The remainder of the press release is composed primarily of quotes from Mr. Sabo and colleagues on the study itself.  My only other complaint is the use of "unsustainability" in paragraph 10:  when sustainability is already difficult to define for public use, do we really need this new and likely problematic non-term in the lexicon as well?  The wrap-up:
"'The water crisis in the West is a regional one,' Sabo said.  'This suggests that local conservation efforts (shorter showers, banning lawns, installing a gray-water recycling systems) are necessary but not sufficient for a solution. Regional and national policy changes are called for,' he added. 
"'The cards are stacked high against freshwater sustainability in the West,' Sabo added. 'Something will have to give, and it likely will be the price of water and high quality produce. If water were priced appropriately (by market forces or policy mandates), we would become much more efficient with water use in cities and on farms, and we would likely do agriculture completely differently than we do it now in the Western U.S.'"
Wow, a shift out of our agency-controlled regime of combined water supply and power generation operations and negotiated distribution, into a market system?
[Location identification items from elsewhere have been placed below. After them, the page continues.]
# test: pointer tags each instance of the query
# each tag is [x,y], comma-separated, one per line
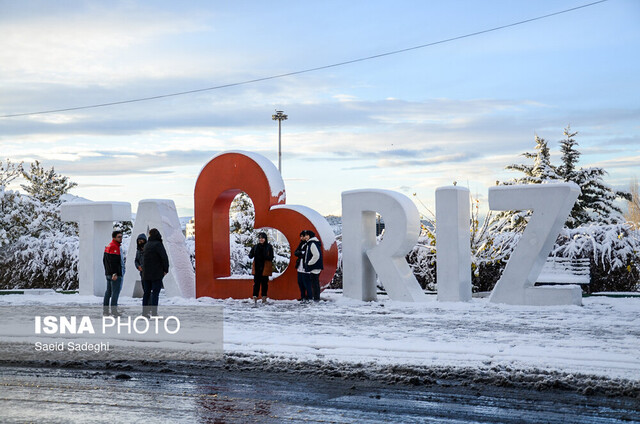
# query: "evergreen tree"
[45,185]
[633,210]
[596,202]
[9,171]
[541,170]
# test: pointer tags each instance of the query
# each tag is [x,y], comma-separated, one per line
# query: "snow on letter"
[551,205]
[362,258]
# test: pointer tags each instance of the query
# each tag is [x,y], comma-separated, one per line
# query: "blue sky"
[459,111]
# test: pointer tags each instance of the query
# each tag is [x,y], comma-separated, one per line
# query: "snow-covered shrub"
[37,249]
[243,236]
[49,261]
[613,251]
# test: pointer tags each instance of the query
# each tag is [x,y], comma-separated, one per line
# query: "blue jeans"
[113,291]
[315,285]
[304,283]
[151,292]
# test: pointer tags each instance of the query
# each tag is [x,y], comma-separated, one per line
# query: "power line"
[304,71]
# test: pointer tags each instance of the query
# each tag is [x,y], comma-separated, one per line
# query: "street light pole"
[279,116]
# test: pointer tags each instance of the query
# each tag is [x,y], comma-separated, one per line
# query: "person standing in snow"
[114,270]
[155,265]
[304,283]
[262,268]
[140,242]
[313,262]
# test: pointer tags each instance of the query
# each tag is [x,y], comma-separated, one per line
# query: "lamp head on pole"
[279,116]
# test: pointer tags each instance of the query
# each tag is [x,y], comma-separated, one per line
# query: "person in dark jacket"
[313,262]
[155,265]
[113,270]
[304,283]
[140,242]
[261,253]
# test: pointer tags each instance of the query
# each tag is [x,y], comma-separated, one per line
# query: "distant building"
[190,229]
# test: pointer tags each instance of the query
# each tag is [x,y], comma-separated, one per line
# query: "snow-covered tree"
[37,249]
[538,172]
[596,203]
[45,185]
[633,205]
[9,171]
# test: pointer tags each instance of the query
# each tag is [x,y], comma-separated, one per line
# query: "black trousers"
[260,282]
[315,285]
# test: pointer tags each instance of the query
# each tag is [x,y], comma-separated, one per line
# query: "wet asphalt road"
[50,395]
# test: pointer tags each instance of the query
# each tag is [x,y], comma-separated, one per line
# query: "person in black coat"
[261,253]
[304,282]
[155,265]
[140,242]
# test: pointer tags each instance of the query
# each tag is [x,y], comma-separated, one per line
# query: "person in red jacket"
[114,270]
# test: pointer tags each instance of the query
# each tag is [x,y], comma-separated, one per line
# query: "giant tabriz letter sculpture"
[95,224]
[161,214]
[225,176]
[362,258]
[551,205]
[453,252]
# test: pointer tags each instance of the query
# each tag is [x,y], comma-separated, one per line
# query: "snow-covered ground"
[601,338]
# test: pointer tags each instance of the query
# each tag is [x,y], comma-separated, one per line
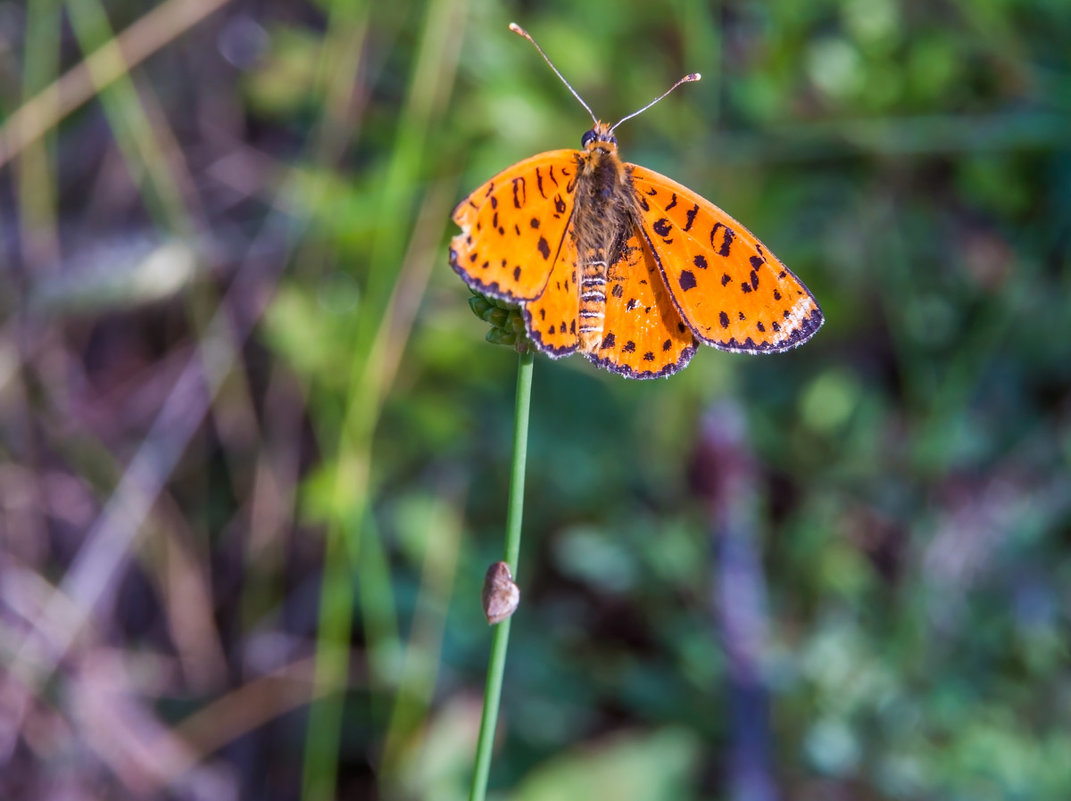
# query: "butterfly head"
[599,138]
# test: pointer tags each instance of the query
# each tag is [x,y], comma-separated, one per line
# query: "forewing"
[733,291]
[552,317]
[644,335]
[513,226]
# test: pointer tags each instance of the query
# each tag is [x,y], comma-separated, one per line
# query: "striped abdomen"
[592,288]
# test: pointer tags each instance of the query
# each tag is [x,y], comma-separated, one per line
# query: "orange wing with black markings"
[644,335]
[552,318]
[730,290]
[514,225]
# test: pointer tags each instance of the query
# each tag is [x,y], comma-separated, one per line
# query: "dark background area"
[254,451]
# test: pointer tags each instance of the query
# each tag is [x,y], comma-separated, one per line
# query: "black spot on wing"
[519,193]
[726,239]
[691,216]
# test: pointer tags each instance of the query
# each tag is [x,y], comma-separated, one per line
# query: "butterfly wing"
[644,335]
[514,225]
[732,291]
[552,318]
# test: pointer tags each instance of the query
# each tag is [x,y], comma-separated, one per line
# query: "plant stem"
[500,638]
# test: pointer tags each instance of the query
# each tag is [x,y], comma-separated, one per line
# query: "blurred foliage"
[909,161]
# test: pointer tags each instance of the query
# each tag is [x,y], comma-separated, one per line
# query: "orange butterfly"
[622,263]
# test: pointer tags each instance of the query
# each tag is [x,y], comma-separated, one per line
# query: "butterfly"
[621,263]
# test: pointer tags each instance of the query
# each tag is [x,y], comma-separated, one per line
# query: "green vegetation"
[255,452]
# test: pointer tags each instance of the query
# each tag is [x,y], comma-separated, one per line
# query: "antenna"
[521,31]
[687,79]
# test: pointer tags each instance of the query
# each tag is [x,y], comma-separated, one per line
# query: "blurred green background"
[254,449]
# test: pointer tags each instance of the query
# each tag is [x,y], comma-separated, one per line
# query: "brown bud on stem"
[500,594]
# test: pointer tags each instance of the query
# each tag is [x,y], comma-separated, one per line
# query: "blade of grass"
[371,375]
[108,62]
[500,639]
[35,168]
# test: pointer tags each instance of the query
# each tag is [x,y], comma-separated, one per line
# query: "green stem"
[500,638]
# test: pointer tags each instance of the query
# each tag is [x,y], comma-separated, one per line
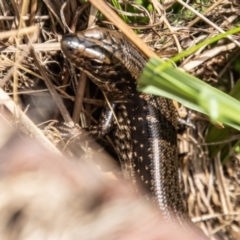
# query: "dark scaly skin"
[145,132]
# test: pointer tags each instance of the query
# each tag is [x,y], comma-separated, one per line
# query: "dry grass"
[32,72]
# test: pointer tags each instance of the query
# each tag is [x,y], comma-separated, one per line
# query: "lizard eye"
[95,63]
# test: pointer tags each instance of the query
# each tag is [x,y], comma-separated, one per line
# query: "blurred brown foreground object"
[44,196]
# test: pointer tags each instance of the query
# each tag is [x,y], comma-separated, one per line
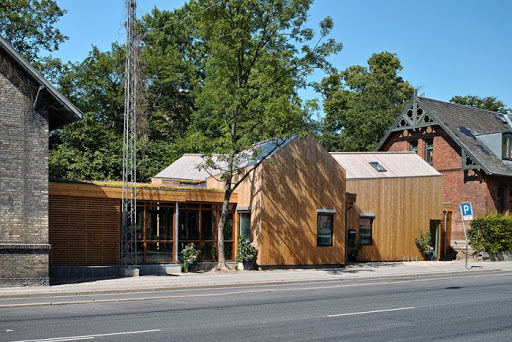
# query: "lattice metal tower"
[129,202]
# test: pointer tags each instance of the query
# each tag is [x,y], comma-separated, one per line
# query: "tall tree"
[257,55]
[360,103]
[488,103]
[29,26]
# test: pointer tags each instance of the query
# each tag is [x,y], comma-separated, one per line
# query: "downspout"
[346,231]
[176,232]
[445,216]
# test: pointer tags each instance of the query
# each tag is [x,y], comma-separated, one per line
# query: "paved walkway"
[208,279]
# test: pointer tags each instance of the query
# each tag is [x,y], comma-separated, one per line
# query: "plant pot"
[192,266]
[248,264]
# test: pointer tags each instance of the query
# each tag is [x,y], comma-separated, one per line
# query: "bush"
[491,233]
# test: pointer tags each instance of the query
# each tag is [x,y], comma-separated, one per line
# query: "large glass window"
[155,233]
[507,146]
[244,225]
[365,230]
[324,230]
[429,151]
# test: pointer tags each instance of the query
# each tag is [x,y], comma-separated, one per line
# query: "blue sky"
[447,48]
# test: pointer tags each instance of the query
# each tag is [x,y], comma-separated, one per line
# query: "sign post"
[466,212]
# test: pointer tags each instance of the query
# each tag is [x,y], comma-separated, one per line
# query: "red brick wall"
[458,186]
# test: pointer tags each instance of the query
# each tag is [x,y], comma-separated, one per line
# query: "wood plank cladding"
[301,179]
[143,193]
[402,207]
[84,231]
Talk about jumping from the frying pan to the fire...the states and established commercial interests in the American West will not go quietly.  My fellow blogger and friend over at Aguanomics is far better qualified to address the potential issues there, but with some education maybe I will soon give it a shot as well.

To the authors of the study and their researchers who likely contributed immeasurably, I say well done and kudos to you all!  To the PR office at ASU, I suggest you bring the publishing scientists into your draft process, and retain some editors with subject matter expertise, or you'll continue to do a disservice to your researchers and programs.